At the start of this year, Juniper Networks and Türk Telekom announced a global licensing agreement with Netsia, a subsidiary of Türk Telekom, which would see Juniper gaining access to its RIC technology and patents. The move was designed to help Juniper to develop and sell products and solutions that integrate with the RIC.
According to the companies, it will allow Juniper to offer a cloud-native, scalable platform with end-to-end network slicing and orchestration across next-generation access, IP transport and core networks. The ultimate goal? Accelerating innovation in support of the O-RAN ecosystem.
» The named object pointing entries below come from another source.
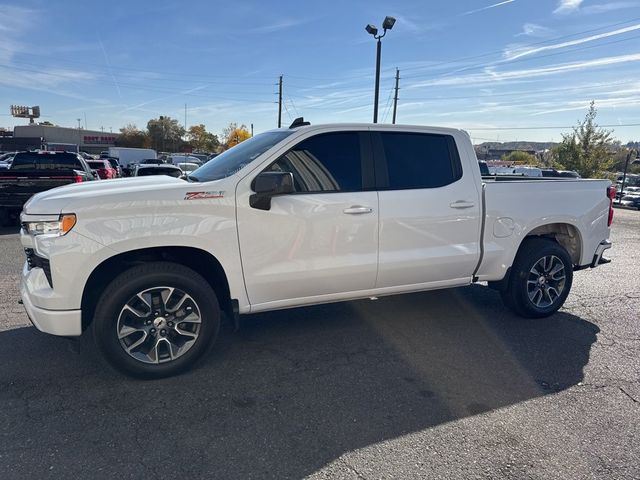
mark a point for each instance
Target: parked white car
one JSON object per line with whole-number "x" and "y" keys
{"x": 176, "y": 159}
{"x": 298, "y": 216}
{"x": 527, "y": 171}
{"x": 187, "y": 168}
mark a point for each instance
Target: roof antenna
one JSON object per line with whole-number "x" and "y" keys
{"x": 299, "y": 122}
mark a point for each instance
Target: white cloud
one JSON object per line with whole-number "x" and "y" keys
{"x": 533, "y": 30}
{"x": 278, "y": 26}
{"x": 522, "y": 52}
{"x": 499, "y": 4}
{"x": 608, "y": 7}
{"x": 14, "y": 21}
{"x": 567, "y": 6}
{"x": 490, "y": 76}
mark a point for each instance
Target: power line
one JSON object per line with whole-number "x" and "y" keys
{"x": 529, "y": 59}
{"x": 520, "y": 92}
{"x": 387, "y": 106}
{"x": 495, "y": 52}
{"x": 549, "y": 127}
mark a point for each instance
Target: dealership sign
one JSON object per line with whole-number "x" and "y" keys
{"x": 98, "y": 139}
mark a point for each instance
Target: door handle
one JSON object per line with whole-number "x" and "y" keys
{"x": 462, "y": 204}
{"x": 357, "y": 210}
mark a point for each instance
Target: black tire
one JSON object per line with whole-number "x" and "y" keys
{"x": 156, "y": 277}
{"x": 517, "y": 295}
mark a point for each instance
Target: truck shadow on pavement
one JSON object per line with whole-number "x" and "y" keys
{"x": 286, "y": 396}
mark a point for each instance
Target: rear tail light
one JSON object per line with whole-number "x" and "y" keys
{"x": 611, "y": 194}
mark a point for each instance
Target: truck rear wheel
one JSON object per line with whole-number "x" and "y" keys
{"x": 156, "y": 320}
{"x": 540, "y": 280}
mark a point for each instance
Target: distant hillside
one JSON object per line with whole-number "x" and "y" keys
{"x": 522, "y": 145}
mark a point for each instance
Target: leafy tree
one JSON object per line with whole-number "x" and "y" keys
{"x": 234, "y": 135}
{"x": 202, "y": 140}
{"x": 519, "y": 157}
{"x": 131, "y": 136}
{"x": 165, "y": 133}
{"x": 587, "y": 150}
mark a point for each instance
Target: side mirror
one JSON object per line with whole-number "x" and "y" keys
{"x": 268, "y": 185}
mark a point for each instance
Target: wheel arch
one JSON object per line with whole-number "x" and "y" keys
{"x": 564, "y": 234}
{"x": 197, "y": 259}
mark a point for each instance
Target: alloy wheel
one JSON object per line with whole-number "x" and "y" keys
{"x": 158, "y": 325}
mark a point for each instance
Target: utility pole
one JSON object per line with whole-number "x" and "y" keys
{"x": 280, "y": 102}
{"x": 395, "y": 98}
{"x": 377, "y": 92}
{"x": 624, "y": 177}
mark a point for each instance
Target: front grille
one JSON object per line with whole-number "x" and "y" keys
{"x": 34, "y": 261}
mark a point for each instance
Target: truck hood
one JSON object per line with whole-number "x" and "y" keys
{"x": 104, "y": 191}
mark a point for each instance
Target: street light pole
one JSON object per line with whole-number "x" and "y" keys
{"x": 377, "y": 93}
{"x": 387, "y": 24}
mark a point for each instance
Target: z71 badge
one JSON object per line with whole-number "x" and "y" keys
{"x": 203, "y": 195}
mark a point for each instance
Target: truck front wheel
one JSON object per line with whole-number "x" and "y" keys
{"x": 156, "y": 320}
{"x": 540, "y": 279}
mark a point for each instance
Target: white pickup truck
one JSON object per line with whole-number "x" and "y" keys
{"x": 298, "y": 216}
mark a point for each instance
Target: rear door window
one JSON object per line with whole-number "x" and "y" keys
{"x": 420, "y": 160}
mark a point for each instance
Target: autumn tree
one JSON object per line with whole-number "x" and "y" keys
{"x": 131, "y": 136}
{"x": 520, "y": 157}
{"x": 201, "y": 140}
{"x": 165, "y": 133}
{"x": 234, "y": 134}
{"x": 587, "y": 149}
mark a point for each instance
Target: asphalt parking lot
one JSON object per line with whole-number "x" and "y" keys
{"x": 431, "y": 385}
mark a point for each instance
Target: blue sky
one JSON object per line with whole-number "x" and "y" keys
{"x": 495, "y": 68}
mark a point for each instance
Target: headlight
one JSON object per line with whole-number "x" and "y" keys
{"x": 59, "y": 227}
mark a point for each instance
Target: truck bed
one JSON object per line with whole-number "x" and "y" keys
{"x": 516, "y": 206}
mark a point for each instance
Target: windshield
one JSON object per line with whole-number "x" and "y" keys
{"x": 172, "y": 172}
{"x": 236, "y": 158}
{"x": 46, "y": 161}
Like VIAVI, both are members of the O-RAN Alliance.
A couple of months later, in March 2021, a new member joined the O-RAN Alliance with the aim of contributing to working groups related to RIC. Subex will use its experience in machine and deep learning technologies to help develop open RAN architectures that use embedded AI.
Sterlite (STL) is also in the RIC market. Its product aligns with ORAN specs and, with near real-time control functionalities, enables things like RAN slicing, QoS control, and radio resource management. It also enables functions such as per UE controlled load balancing, radio database management, interference detection and mitigation.
A number of third-party players are also developing applications (xApp) that sit on the RIC and do their own intelligence that feeds back into the RIC.
4. What are the challenges of testing the RIC?
All the messages coming from the RAN into RIC need to go over the E2 interface. However, most developers won’t have a RAN to test the RIC with. They therefore need a way to emulate the RAN traffic scenarios in order to test the functions of the RIC. They also need to be able to test in real time, given that much of the RIC’s functionality is performed in real time or near real time.
Operators need a way to do all of this in a lab environment, before costly network roll-outs and before they then experience troubleshooting problems which could impact the quality of the end user experience.
5. How is VIAVI enabling RIC testing?
VIAVI is enabling operators to test the RIC and in doing so is helping to expedite the roll-out of open RAN networks and architectures. We’ve developed a means of testing the E2 interface itself, creating the volume and scale of messages that would go across E2 interface in a real-world network scenario. We can also emulate the O-CU and O-DU, as well as the output from the RIC.
This is thanks to our developments of TeraVM, which can provide the emulated RAN (the measurements) to the RIC under test and then receive the outputs/decisions from the RIC and modify according to the proposed changes from the RIC. This makes it easy to see if changes improve the RAN efficiency.
Extending the capabilities of TeraVM is just one way that we’re supporting the evolution of networks, and working with operators to ensure easy, cost-effective ways of testing and readying their networks for their subscribers.